Shivani, generally I do not see any problems with using AIC both for linear and nonlinear models. This index is based on the maximized value of the log likelihood function for the respective model, a function you would get for both models. Are you talking about structural equation modeling?
The AIC is one of many measures that allows you to compare the fit of many probability distributions, and we can used for both linear and non linear model.
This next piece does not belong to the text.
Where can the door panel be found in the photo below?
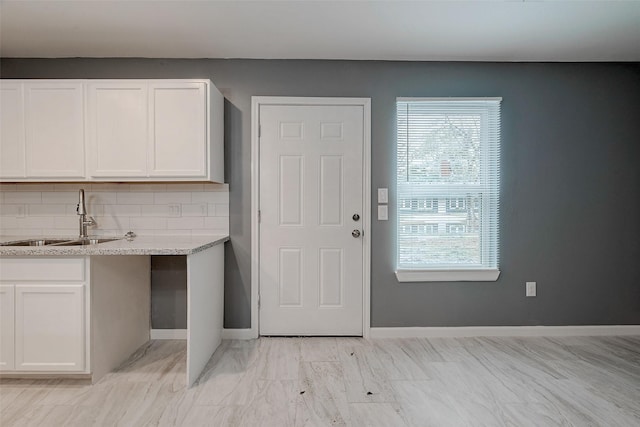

Basically, yes. You can use AIC to compare quite different models to one another, as long as the models are being fit to the same data (e.g., don't add/drop datapoints, don't transform endogenous variables), and you can calculate an AIC for each model in the first place. To calculate a model's AIC, you first need the value of the loglikelihood at the MLE from your dataset, and you also need the number of free parameters. If the model in question is not fit by maximum likelihood (or by minimizing a loss function interpretable as a minus loglikelihood), as is the case for some nonparametric methods, then there's no loglikelihood to use for calculating AIC. You also need the number of free parameters, which in many cases is unambiguous. However, there are exceptions. For instance, in ridge regression, the effective number of free parameters is generally not an integer; for some data-mining/machine-learning models, the "number of free parameters" may not have a clear sensible definition.
BTW, if your candidate set of models contains both continuous and discrete models--that is, some models have a likelihood based on a probability density function whereas others have a likelihood based on a probability mass function--there is a bit of extra work involved to ensure such comparisons are valid. See D. I. Warton, 2005, Environmetrics 16: 275-289.